California First is a politically well-connected investment arm of two other firms, Hines and Antarctica Capital Real Estate. Antarctica’s managing partner is Richard Mayo, who also is a partner in another investment firm, Spyglass Realty Partners.
Mayo’s biography on the Spyglass website says the following: “As an appointee of former Governor Pete Wilson, Rich was responsible for overseeing the privatization of the State of California’s 35-million-square-foot real estate portfolio. He directed all surplus land dispositions, leasing, acquisition, planning, construction and asset management activities.”
Another Antarctica executive is Grover McKean, who was chief deputy state treasurer when Jess Unruh, one of the most powerful figures in California political history, was state treasurer in the 1980s.
OC Weekly reported Tuesday that Belgravia Capital, one of the 10 firms listed as investors in California First, is owned by Orange County’s R.J. Brandes, a donor to Pulido’s political campaigns. The Weekly also reported that Pulido had earned between $10,000 and $100,000 working for other Brandes companies.

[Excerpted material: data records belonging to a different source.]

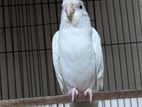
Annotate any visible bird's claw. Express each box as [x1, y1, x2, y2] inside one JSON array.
[[83, 88, 93, 102], [68, 88, 79, 102]]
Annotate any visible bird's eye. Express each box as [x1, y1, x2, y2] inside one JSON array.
[[79, 5, 82, 9]]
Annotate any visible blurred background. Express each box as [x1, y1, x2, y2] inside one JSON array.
[[0, 0, 142, 103]]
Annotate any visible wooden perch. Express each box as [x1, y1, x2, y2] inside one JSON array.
[[0, 90, 142, 107]]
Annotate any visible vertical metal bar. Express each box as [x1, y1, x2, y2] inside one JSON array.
[[8, 0, 17, 98], [137, 0, 142, 38], [105, 1, 117, 89], [26, 0, 32, 97], [125, 0, 136, 88], [131, 0, 142, 104], [40, 0, 51, 95], [53, 0, 59, 94], [47, 0, 52, 41], [26, 0, 33, 97], [131, 0, 142, 87], [29, 0, 37, 96], [99, 1, 110, 90], [14, 0, 25, 97], [2, 0, 10, 99]]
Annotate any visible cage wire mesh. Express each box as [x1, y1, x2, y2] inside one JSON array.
[[0, 0, 142, 106]]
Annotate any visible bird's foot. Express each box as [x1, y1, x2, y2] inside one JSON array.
[[83, 88, 93, 102], [68, 88, 79, 102]]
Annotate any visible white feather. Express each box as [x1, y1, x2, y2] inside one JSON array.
[[52, 0, 104, 107]]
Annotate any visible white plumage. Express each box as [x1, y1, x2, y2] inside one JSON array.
[[52, 0, 104, 107]]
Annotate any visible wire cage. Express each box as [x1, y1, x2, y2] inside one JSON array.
[[0, 0, 142, 107]]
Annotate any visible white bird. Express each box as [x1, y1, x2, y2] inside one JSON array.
[[52, 0, 104, 107]]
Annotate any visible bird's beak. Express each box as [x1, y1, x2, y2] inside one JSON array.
[[65, 4, 74, 21]]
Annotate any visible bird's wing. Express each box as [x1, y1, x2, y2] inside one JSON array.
[[52, 31, 66, 93], [92, 28, 104, 90]]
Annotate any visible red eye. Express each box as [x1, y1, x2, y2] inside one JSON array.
[[79, 5, 82, 9]]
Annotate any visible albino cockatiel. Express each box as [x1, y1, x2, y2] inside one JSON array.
[[52, 0, 104, 107]]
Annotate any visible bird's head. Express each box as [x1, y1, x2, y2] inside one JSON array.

It’s not clear what, if any, impact the deal may have on Pulido’s political future. Rumors have been circulating in Orange County political circles for weeks that he was likely to get a state appointment from the incoming governor, Jerry Brown.
Brown spokesman Evan Westrup said Tuesday that the new administration is not publicly commenting on any potential appointments. “We’re really not discussing who the candidates are and who’s being discussed for positions,” he said. “Any speculation on appointments is just that, speculation.”
Correction: A previous version of this story misspelled the name of the law firm Cotchett, Pitre and McCarthy and the name of the firm’s lawyer Anne Marie Murphy. We regret the errors.